A little background is probably in order because right after my wife, Eileen, and I got married we had an opportunity to spend a week at a remote fishing camp in northern Ontario. While I had enjoy fishing since childhood I also understood that the word "remote" meant no heat, no electricity, no water, and no indoor plumbing. My wife, on the other hand, had never been exposed to these things. Nevertheless, I had offered her no explanations and when I mentioned going fishing and told her that we would have to get her a pair of hipwaders, she had no objections. A couple of days later when I got out a couple of my outdoor outfitter catalogs and we found some boots in women's sizes her main focus was what color they came in. I told her that it would be green, brown, black, or camo and when after seeing the price she mentioned that she would rather spend the money on a nice pair of heels. After some cajoling Eileen finally agreed that black would be the most versatile and put the conversation out of her mind not evening trying them on once they arrived.
Now we need to fast forward more than 30 years. And before reading any further I should also say that nobody in this story is under the age of 18 nor is there any manner of abusive behavior demonstrated or discussed. So enjoy.
Here is my story and I'm sticking to it.
I have an office at home that over the years I managed to have turned into my own private space that my wife calls my man cave, but that is not actually accurate. A man cave normally has a big screen TV, a full bar, and most often even a beer tap. Instead, mine has a massive ornate antique desk with a newer credenza and a computer table that while functional hardly coordinates with the desk. One wall is covered with a built-in bookcase: the other wall, a comfortable leather sofa. It is definitely designed for work rather than play, but I would be disingenuous if I did not admit that I really enjoy spending as much time there as I dare.
Several months ago, it was my birthday and my wife, Eileen stopped by to bring me a most-welcome steaming fresh cup of coffee. After putting it down on my desk she leaned over to give me a birthday kiss, tongue and all I might add.
"Thanks, Hon, I needed that," I said.
"The coffee, the kiss, or the tongue?" she replied with one of her characteristic giggles.
"All of those, but especially the tongue!" I replied teasingly. Eileen and I have always had one of those relationships where if we aren't teasing one another someone is unhappy about something.
She looked at the wall over the credenza noting that my framed undergraduate degree, two master's degrees, and professional engineer's license were proudly on display along with the certificate of induction into my undergraduate fraternity and the engineering honor society.
Let me just interject something most important at this point. This encounter was so far so good because normally Eileen cannot restrain herself from wanting to either reorganize or otherwise radically make every attempt to redecorate my workspace. This little habit just drives me crazy because I just happen to like it as it is plus to me everything is laid out in a very logical manner, and I can find whatever I'm looking for.
"Do you like these forest green walls?" she asked as I took a sip of the hot coffee and looking around the room.
"I do.

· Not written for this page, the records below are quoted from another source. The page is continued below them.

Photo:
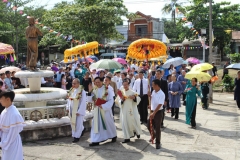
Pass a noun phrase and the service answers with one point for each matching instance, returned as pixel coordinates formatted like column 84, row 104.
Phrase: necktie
column 141, row 89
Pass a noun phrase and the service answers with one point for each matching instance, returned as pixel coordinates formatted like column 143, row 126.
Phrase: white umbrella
column 106, row 64
column 173, row 61
column 69, row 61
column 234, row 66
column 11, row 69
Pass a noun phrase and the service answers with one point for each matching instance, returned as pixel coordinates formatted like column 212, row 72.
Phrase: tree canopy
column 92, row 20
column 225, row 17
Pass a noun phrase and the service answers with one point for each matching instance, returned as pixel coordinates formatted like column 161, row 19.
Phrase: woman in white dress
column 129, row 116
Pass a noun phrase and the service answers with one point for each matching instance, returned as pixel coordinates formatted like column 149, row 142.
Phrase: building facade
column 145, row 26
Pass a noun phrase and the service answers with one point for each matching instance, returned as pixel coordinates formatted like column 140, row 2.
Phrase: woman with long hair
column 191, row 102
column 174, row 94
column 237, row 90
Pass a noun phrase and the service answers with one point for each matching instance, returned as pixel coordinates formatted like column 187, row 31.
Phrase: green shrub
column 235, row 58
column 228, row 83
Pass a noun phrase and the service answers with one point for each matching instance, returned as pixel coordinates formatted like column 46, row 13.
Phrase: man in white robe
column 103, row 127
column 117, row 79
column 129, row 116
column 11, row 124
column 77, row 109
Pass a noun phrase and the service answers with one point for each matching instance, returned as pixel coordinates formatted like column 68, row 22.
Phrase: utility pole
column 210, row 48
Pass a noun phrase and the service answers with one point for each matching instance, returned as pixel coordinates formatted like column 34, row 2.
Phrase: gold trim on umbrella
column 146, row 49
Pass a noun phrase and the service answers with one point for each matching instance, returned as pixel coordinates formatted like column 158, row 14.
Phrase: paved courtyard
column 216, row 137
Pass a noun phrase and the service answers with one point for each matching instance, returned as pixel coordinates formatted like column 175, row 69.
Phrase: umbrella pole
column 88, row 67
column 149, row 101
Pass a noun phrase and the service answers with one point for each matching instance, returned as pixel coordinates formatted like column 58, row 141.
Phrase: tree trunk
column 174, row 17
column 16, row 51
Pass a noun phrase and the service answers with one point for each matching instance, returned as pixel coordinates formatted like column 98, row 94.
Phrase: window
column 141, row 30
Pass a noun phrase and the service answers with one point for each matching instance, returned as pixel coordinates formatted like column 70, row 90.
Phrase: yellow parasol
column 201, row 76
column 202, row 67
column 81, row 51
column 145, row 49
column 6, row 49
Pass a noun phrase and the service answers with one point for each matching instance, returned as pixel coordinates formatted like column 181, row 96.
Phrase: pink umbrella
column 193, row 60
column 11, row 69
column 120, row 60
column 87, row 59
column 6, row 48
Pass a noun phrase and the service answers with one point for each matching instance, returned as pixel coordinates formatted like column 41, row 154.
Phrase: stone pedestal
column 34, row 84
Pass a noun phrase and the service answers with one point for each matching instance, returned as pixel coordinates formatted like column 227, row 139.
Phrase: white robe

It gives my office a nice cozy feeling," I replied suspecting that this conversation might not end too well, as was the case with several of the previous ones.
"It is just that they are so dark. To my mind this room Is anything but the bright and cheery style that it should be."
"That is the reason that I have the two lamps plus the three can lights in the ceiling that, I might add, are also on dimmers for a reason," I responded knowing that she and I have had this discussion several times before, the most recent being in the past week. Eileen apparently has some decorating ideas in mind and often won't let go until I capitulate.
Eileen began perusing the bookshelf and I already knew what she was thinking. Sure enough, out came the famous line, "Do you really need to use all these books? Some are so ancient that their pages are yellowing. Now what's this book, Modern Soil Testing and Analysis Techniques? What an academic-sounding title. Who are they trying to kid? Is this a manual for how to go digging in the dirt?"
"Yup, that's exactly what it is. I might add that both of these are real page turners, too," I said jokingly albeit with a straight face.
Nevertheless, she read some other titles aloud. "Environmentally Responsible Dredging and Port Construction. That has to be another page turner, too. Why does that sound like a volume that you used when we were both studying at the University of Cork decades ago?"
"Because it was. You don't remember?"
"I do and with many fond memories I might add. Those were really fun times."
"They were and as I recall it rained nearly every day and you had a lot of opportunity to bond with your wellies, too."
Eileen giggled. "Yeah, I remember a lot more than the rainy weather though. You were quite the attraction then when it came to you wearing your wellies."
"It was a climate where everyone had to have at least one pair and as I recall you had to have had two or three yourself."